MESA — Gov. Doug Ducey is doubling down on his push for a law to let judges take guns from some people considered “dangerous” even though it was that provision that halted his entire school safety plan earlier this year.
“I think the STOP plan — the Severe Threat Order of Protection — is the crown jewel of our safe schools plan,” the governor said Wednesday. It would set up a procedure to allow not just police but family members and others to seek a court order to have law enforcement take an individual’s weapons while he or she is locked up for up to 21 days for a mental evaluation.
“It’s the one tool that could have eliminated the mass shootings that have happened in other places in the country,” Ducey said.

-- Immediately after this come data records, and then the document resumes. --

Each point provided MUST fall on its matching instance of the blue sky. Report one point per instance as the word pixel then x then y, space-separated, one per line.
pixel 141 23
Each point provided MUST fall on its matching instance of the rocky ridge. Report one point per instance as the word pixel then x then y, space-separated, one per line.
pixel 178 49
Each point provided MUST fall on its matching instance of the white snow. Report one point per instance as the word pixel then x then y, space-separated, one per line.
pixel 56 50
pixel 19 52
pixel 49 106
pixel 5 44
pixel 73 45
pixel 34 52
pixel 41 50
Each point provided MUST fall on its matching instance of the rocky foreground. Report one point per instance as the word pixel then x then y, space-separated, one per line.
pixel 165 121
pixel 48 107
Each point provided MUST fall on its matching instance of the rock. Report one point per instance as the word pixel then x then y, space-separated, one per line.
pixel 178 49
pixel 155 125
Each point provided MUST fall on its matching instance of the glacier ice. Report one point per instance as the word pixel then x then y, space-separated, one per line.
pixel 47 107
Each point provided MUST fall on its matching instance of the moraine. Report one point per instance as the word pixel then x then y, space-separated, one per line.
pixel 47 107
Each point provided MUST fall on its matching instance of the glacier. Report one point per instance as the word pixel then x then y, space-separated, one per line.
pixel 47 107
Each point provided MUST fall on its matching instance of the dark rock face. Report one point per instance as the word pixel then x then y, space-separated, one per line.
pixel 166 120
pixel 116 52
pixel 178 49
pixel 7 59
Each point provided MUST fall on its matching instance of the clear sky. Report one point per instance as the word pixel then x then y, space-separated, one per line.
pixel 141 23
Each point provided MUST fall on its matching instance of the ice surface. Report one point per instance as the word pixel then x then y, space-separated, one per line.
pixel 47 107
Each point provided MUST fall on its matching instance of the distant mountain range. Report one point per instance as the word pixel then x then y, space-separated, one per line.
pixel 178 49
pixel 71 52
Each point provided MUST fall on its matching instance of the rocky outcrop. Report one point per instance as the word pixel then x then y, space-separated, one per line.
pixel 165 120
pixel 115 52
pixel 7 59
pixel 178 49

Senate Republicans approved the proposal earlier this year, but only after removing the provision to allow family members, guidance counselors and school administrators to refer to courts people they consider dangerous to themselves or others.
But even with that change it didn’t get out of the House, with Rep. Eddie Farnsworth, R-Gilbert, refusing to even give the measure a hearing in the Judiciary Committee which he chairs. Farnsworth questioned whether there’s an acceptable way of doing this.
“We’re not talking about just taking people’s guns,” Farnsworth said at the time. “We’re talking about incarcerating them for the purpose of a psychological evaluation against their will, potentially infringing on their First Amendment rights, and infringing heavily upon their Second Amendment rights.”
It’s not just Farnsworth who objects. While the National Rifle Association was willing to go along with at least the watered-down version approved by the Senate, it still did not pass muster with the Arizona Citizens Defense League.
“The whole idea of a STOP order is ridiculous on its face,” said spokesman Charles Heller. “If you’re crazy enough to do a mass killing, you’re crazy enough to ignore a STOP order.”
And Heller, who said his organization takes a “no compromise” position on gun rights, dismissed the premise that such a court order would stop someone from getting or possessing a gun in the first place.
“On what planet?” he asked.
Ducey, however, said Wednesday he remains convinced that this idea, part of a broader package designed around school safety, is crucial to achieving the goal.
The governor’s push comes the day after he was the only major gubernatorial candidate who did not attend a forum put on by March for Our Lives Arizona. The group, formed by students in the wake of the shooting at a Parkland, Florida, high school, wanted to hear how each proposed to deal with school safety.
Ducey said Wednesday that there was a good reason he didn’t attend the forum.
“I get invited to a lot of events,” he said. “It’s a shame I can’t make them all.”